The event featured a variety of options including sewing, jewelry making, quilting, exfoliation scrubs, painting, building with LEGOs and creating homemade slime.

Crista Zamora crafted a wire bracelet with colorful beads with her 2-year-old daughter.

“She was immediately drawn to this station first when we got here,” said Zamora.

Zamora especially enjoyed making the wire bracelet because it was easy to construct with a toddler, she said.

A few of the crafts, such as colorful re-purposed water bottle spinners, were recycled products that would otherwise have been discarded. Children colored the empty water bottles with sharpies, then cut them in spirals to make decorative spinners.

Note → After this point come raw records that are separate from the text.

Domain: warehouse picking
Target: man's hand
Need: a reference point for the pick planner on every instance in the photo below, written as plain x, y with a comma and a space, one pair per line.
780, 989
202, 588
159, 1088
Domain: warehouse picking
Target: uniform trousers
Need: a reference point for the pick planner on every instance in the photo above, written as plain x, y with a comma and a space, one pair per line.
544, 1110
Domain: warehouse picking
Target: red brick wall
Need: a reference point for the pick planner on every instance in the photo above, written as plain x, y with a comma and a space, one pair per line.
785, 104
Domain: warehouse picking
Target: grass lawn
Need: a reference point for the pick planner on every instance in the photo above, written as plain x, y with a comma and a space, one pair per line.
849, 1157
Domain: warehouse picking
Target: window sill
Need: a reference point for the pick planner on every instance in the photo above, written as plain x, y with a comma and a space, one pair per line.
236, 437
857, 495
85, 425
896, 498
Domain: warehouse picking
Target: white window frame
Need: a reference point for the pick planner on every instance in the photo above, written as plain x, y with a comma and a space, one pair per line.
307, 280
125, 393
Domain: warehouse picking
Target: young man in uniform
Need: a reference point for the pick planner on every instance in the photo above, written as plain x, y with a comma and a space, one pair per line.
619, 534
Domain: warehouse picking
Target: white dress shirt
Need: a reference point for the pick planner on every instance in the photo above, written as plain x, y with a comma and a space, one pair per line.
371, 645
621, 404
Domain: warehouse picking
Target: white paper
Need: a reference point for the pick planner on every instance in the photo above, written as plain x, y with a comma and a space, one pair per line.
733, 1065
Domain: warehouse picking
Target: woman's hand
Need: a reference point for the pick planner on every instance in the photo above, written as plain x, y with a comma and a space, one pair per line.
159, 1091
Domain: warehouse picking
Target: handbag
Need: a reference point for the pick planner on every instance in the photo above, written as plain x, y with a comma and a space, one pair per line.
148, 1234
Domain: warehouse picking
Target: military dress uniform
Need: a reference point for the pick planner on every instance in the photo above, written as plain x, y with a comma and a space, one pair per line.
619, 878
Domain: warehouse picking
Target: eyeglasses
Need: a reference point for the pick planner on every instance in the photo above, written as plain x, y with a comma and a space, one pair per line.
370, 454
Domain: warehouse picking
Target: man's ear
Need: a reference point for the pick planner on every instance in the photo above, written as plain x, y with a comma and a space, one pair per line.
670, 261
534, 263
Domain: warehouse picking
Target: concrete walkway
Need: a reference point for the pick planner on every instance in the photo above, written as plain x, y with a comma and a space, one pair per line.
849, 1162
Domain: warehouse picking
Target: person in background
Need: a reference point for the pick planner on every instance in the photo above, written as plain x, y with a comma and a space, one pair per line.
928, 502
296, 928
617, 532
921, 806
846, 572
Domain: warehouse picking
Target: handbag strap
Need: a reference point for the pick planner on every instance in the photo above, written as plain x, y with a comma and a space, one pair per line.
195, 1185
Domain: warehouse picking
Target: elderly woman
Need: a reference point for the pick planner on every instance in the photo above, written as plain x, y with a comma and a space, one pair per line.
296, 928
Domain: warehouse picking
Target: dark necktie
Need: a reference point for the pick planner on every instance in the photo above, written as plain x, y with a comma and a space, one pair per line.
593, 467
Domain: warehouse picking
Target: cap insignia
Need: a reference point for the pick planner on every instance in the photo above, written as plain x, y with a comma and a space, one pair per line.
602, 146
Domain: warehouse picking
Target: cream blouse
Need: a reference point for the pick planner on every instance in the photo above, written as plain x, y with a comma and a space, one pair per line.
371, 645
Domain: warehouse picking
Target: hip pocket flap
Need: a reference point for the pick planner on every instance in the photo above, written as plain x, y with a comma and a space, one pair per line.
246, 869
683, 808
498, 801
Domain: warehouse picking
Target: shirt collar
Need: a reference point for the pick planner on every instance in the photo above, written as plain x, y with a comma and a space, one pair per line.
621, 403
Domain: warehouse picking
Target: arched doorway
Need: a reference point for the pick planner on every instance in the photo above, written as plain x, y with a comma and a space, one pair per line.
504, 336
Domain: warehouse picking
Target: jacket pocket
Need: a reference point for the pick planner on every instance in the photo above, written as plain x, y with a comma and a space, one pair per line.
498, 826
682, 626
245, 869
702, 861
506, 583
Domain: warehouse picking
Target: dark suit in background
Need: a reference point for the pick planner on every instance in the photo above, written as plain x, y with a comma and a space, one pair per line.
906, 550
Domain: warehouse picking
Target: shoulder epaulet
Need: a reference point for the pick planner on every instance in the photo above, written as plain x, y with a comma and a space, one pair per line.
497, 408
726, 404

Harker Heights Public Library and Epically Geeky Expo joined with the Killeen Public Library to provide materials and instruction, and all participants were able to take their creations home — with the exception of the mountain of blue Lego bricks the Texas Lego Users Group loaned for people to tinker with.

Frazee said extra crafting supplies will be used for crafting at the library throughout the year, and for future Maker Day events.

Lisa Youngblood, the director of the Harker Heights public library who was also representing the Epically Geeky Expo, taught two segments on how to make costume armor out of foam.

“We’re encouraging the mission of the Epically Geeky Expo to ‘make it, do it, live it,’” Youngblood said. “We want people to use their ‘geekdom’ to improve their creativity.”

Youngblood was one of three breakout session leaders, the others featuring giant origami folding, and rag wreath-making for Valentines Day, St. Patrick’s Day and Easter.

Because the event is intended to stimulate hands-on activity, outside vendors are kept to a minimum, Frazee said, and are limited to vendors who create their own wares.

Owner of Jen X art Jennifer Walters, 34, of Copperas Cove, is passionate about hand-made art because she enjoys both making and purchasing unique one-of-a-kind items.

Walters draws her own designs as well as custom art on demand. Her mother makes the art come alive through sewing stuffed animals.

Billi Capman, 39, of Killeen has been crocheting for more than 25 years. Capman brought some of her crocheted hats to sell for her business Little Shop of Lost Art, but also had a station set up to teach attendees basic crochet stitches.

Maker Day is focused on making the hand-eye connection, Frazee said; both for the creator’s own well-being, but also for the sense of community crafting brings.

“We want to give people a chance to sit down and make a craft with the child or with their friend and just really experience the fun,” Frazee said.